In these tough economic times, many unemployed Americans are complaining our jobs crisis would be solved if most of our larger corporations kept jobs at home instead of shipping them overseas. Most companies report that finding a way to do so and still turn a profit has eluded them.
But one such corporation, Hershey’s, the chocolate candy king, has found a way to do just that, kinda. And, to please the politicians who are hell bent on taking America back to the good old colonial days when liberty and justice were words bandied about quite a bit, Hershey’s is killing two birds with one stone. It’s called indentured servitude.
For those unfamiliar with the concept of indentured servitude [as it has been banned in America for centuries] here is a quick primer. In colonial times, an employer would enter into a contract with a worker whereby passage to America would be provided, as well as room and board, so long as the ‘servant’ agreed to work an agreed-upon number of years for the employer. In most cases, the workers never really ever earned enough to get out from under the “employment” contract and were forced to work years more than the stated time in the contract to “pay off” their debts to the employer.
The only problem, actually the only problem(s) with Hershey’s plan to keep jobs at home instead of shipping them abroad are (1) the students they are bringing to America to work for them are foreign students; and (2) by the time Hershey’s takes deductions from their $8 an hour wages for housing, food and what not, the foreign students realize they could have stayed at home making $.25 an hour at some sweat shop that manufactures American goods and made more money than what they’re actually earning in America.
To be fair, the kids are getting a free ride to America to work for one of the biggest companies in the world and experience the “American” way of doing business up close and personal.
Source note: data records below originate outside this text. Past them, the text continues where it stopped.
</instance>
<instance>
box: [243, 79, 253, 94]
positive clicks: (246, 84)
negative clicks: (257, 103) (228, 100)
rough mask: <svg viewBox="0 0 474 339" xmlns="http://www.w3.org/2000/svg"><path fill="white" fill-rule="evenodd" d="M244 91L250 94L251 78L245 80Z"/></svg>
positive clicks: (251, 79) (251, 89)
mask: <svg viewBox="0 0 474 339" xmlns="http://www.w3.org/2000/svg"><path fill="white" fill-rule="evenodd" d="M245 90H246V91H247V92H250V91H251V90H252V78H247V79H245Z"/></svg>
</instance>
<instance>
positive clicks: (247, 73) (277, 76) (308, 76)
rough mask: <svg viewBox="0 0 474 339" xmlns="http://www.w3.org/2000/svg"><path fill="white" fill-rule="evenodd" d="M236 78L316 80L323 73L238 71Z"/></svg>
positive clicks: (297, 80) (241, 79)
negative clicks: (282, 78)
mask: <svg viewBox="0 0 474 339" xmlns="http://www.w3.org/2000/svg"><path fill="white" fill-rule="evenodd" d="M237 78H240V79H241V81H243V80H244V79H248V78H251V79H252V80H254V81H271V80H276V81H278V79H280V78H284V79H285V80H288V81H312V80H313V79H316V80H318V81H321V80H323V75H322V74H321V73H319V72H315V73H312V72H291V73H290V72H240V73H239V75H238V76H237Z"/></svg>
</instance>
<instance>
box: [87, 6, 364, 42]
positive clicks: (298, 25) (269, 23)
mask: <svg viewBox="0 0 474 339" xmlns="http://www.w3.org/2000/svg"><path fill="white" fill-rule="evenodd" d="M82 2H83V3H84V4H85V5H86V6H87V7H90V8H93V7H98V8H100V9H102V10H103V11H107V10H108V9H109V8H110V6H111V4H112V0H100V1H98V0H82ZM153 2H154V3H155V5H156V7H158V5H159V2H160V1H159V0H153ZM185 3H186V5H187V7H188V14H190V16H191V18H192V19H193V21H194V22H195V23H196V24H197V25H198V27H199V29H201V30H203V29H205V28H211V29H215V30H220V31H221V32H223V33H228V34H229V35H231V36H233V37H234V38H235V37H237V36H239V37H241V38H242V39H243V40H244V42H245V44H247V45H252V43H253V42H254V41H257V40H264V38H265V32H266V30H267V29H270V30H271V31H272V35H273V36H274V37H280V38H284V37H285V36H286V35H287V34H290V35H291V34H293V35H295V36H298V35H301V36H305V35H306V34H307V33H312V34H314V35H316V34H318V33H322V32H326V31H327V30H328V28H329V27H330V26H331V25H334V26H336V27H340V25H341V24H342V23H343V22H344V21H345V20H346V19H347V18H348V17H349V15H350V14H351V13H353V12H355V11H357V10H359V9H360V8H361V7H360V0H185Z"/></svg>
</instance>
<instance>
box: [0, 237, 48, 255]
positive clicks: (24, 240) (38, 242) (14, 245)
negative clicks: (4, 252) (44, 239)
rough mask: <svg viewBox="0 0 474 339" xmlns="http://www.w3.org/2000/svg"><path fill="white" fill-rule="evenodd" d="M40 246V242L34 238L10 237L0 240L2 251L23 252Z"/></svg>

That, alone, should be enough to satisfy them, but no, they’re staging a protest. Seems the foreign workers want to see actual wages for the work they do, not a pay stub that shows them having just enough left over after living expenses to cover the cost of one of the many varieties of candy bar Hershey’s makes.
The irony? It is going to cost Hershey’s a nice chunk of change in attorneys’ fees to fight the charges—money that could have been better spent legally offering minimum-wage jobs to the many American women facing unemployment who would jump at the chance to work in a chocolate factory.